RSSM에서는 먼저 encoder가 현재 센서 입력 \(x_t\)를 확률적 표현 \(z_t\)로 변환한다. 이어서 recurrent state \(h_t\)를 유지하는 sequence model이 이전 상태 \(h_{t-1}\), \(z_{t-1}\), 행동 \(a_{t-1}\)를 기반으로 다음 상태를 예측한다. 이때 \(h_t\)와 \(z_t\)의 결합이 현재의 모델 상태가 되며, 이 상태로부터 reward \(r_t\), episode의 계속 여부 \(c_t ∈ {0, 1}\), 그리고 입력 \(x_t\)를 재구성하게 된다.

모델 구조는 다음 수식으로 요약된다:

\[\text{Sequence model: } h_t = f_\phi(h_{t-1}, z_{t-1}, a_{t-1}) \\ \text{Encoder: } z_t \sim q_\phi(z_t | h_t, x_t) \\ \text{Dynamics predictor: } \hat{z}_t \sim p_\phi(\hat{z}_t | h_t) \\ \text{Reward predictor: } \hat{r}_t \sim p_\phi(\hat{r}_t | h_t, z_t) \\ \text{Continue predictor: } \hat{c}_t \sim p_\phi(\hat{c}_t | h_t, z_t) \\ \text{Decoder: } \hat{x}_t \sim p_\phi(\hat{x}_t | h_t, z_t)\]

Figure 4는 이 모델이 수행하는 장기 비디오 예측의 시각화를 보여준다. encoder와 decoder는 CNN을 통해 이미지 입력을 처리하고, MLP를 사용해 벡터 입력을 처리한다. reward, continue predictor, dynamics predictor는 모두 MLP로 구현되어 있다. 표현 \(z_t\)는 softmax 분포에서 샘플링되며, gradient는 straight-through 방식으로 전달된다.

figure 4. Multi-step video predictions of a DMLab maze (top) and a quadrupedal robot (bottom).
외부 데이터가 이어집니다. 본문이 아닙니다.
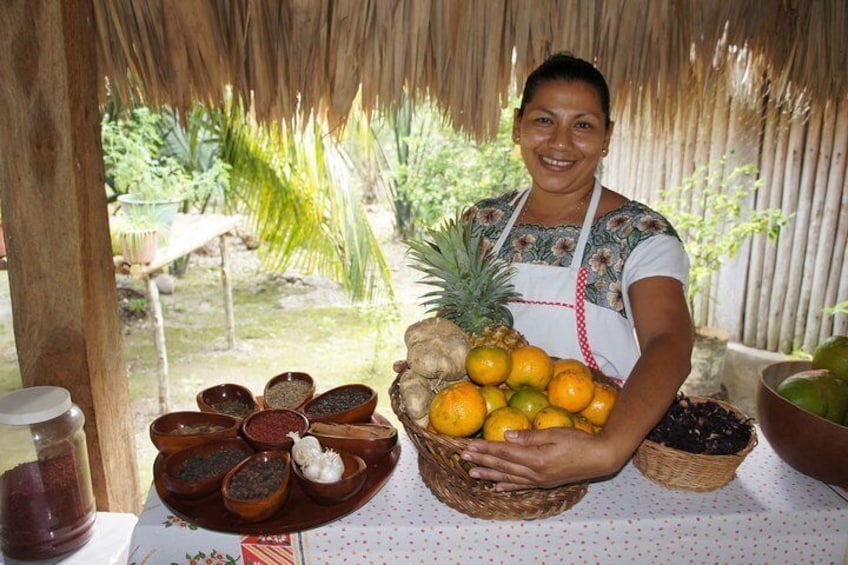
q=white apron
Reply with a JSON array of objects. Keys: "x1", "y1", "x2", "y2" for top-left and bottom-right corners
[{"x1": 491, "y1": 179, "x2": 639, "y2": 381}]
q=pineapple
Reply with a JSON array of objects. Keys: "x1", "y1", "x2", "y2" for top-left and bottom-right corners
[{"x1": 406, "y1": 213, "x2": 529, "y2": 351}]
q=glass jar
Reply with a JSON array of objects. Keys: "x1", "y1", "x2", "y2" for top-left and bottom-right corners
[{"x1": 0, "y1": 386, "x2": 96, "y2": 560}]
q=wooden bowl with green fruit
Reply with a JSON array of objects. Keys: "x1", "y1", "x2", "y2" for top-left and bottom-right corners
[{"x1": 757, "y1": 359, "x2": 848, "y2": 485}]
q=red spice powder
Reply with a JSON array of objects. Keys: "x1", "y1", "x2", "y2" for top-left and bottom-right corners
[
  {"x1": 247, "y1": 411, "x2": 304, "y2": 443},
  {"x1": 1, "y1": 454, "x2": 95, "y2": 559}
]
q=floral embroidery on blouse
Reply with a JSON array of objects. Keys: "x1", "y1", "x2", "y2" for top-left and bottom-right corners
[{"x1": 469, "y1": 190, "x2": 682, "y2": 318}]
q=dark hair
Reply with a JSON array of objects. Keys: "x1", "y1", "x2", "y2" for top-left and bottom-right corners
[{"x1": 517, "y1": 52, "x2": 611, "y2": 127}]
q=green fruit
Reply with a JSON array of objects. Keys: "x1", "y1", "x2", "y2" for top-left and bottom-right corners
[
  {"x1": 776, "y1": 373, "x2": 829, "y2": 418},
  {"x1": 507, "y1": 387, "x2": 550, "y2": 420},
  {"x1": 811, "y1": 372, "x2": 848, "y2": 424},
  {"x1": 811, "y1": 335, "x2": 848, "y2": 382}
]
Given 5 context images and the full action sequence, the model predicts 45 frames into the future without access to intermediate images. The world model learns an understanding of the underlying structure of each environment.
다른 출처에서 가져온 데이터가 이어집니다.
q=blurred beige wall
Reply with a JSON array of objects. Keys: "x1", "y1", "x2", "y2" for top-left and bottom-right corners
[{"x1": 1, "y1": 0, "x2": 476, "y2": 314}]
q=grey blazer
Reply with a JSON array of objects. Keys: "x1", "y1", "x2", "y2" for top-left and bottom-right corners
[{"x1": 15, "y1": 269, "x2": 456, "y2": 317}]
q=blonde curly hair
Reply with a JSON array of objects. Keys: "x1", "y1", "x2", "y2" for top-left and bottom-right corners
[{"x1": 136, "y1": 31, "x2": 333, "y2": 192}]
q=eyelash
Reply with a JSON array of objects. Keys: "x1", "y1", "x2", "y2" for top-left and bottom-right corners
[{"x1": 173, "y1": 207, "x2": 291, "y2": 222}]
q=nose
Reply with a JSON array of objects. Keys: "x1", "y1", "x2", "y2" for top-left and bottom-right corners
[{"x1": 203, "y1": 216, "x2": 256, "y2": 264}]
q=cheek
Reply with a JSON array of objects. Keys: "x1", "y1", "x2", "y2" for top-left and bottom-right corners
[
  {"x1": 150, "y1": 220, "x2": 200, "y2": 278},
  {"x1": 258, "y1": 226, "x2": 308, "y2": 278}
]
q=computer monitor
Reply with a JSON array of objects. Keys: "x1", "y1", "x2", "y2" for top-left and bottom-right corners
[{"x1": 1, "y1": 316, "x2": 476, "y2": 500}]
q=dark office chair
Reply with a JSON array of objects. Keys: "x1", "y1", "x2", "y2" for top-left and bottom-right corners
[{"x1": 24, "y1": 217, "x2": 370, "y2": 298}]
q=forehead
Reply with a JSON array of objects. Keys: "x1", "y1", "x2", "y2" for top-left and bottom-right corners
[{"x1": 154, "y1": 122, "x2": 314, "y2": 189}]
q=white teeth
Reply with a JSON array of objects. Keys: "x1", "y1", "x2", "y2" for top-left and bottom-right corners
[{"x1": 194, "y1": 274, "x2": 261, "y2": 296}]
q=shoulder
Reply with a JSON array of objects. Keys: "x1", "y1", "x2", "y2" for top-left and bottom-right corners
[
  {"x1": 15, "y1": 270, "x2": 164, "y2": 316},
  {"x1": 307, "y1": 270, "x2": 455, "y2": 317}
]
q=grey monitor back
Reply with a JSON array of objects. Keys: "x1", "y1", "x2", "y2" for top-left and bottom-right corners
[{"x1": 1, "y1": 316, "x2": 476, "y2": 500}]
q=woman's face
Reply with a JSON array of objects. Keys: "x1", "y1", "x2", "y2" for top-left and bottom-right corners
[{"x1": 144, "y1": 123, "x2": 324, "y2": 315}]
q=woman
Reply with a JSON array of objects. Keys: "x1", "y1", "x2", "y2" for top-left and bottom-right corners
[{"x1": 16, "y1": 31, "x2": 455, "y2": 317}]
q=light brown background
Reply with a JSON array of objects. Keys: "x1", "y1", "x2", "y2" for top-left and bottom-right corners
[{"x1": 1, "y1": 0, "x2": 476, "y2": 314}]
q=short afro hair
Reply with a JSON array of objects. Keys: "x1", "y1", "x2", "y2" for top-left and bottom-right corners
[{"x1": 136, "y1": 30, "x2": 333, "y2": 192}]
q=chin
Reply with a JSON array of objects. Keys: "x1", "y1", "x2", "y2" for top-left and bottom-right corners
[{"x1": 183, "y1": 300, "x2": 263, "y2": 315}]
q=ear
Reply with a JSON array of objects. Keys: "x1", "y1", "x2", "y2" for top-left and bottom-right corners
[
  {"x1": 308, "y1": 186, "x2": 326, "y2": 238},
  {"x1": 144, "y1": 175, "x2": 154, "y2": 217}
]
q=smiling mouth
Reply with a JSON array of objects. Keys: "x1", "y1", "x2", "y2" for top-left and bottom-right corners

학습은 입력 \(x_{1:T}\), 행동 \(a_{1:T}\), 보상 \(r_{1:T}\), 플래그 \(c_{1:T}\)로 구성된 시퀀스를 받아 이루어지며, 손실 함수는 다음과 같다:

\[L(\phi) = \mathbb{E}_{q_\phi} \left[ \sum_{t=1}^T (\beta_{\text{pred}} L_{\text{pred}}(\phi) + \beta_{\text{dyn}} L_{\text{dyn}}(\phi) + \beta_{\text{rep}} L_{\text{rep}}(\phi)) \right]\]

여기서 각 항의 weight는 \(β_{pred}\) = 1, \(β_{dyn}\) = 1, \(β_{rep}\) = 0.1이다. 예측 손실 \(L_{pred}\)는 symlog 제곱 손실을 사용하여 decoder, reward, continue predictor를 학습한다. dynamics 손실 \(L_{dyn}\)는 KL divergence를 통해 다음 표현을 예측하는 sequence model을 학습한다:

\[L_{\text{dyn}}(\phi) = \max(1, \text{KL}[ \text{sg}(q_\phi(z_t | h_t, x_t)) || p_\phi(z_t | h_t) ])\]

표현 손실 L_{rep}는 표현을 더 예측 가능하게 만들도록 학습한다:

\[L_{\text{rep}}(\phi) = \max(1, \text{KL}[ q_\phi(z_t | h_t, x_t) || \text{sg}(p_\phi(z_t | h_t)) ])\]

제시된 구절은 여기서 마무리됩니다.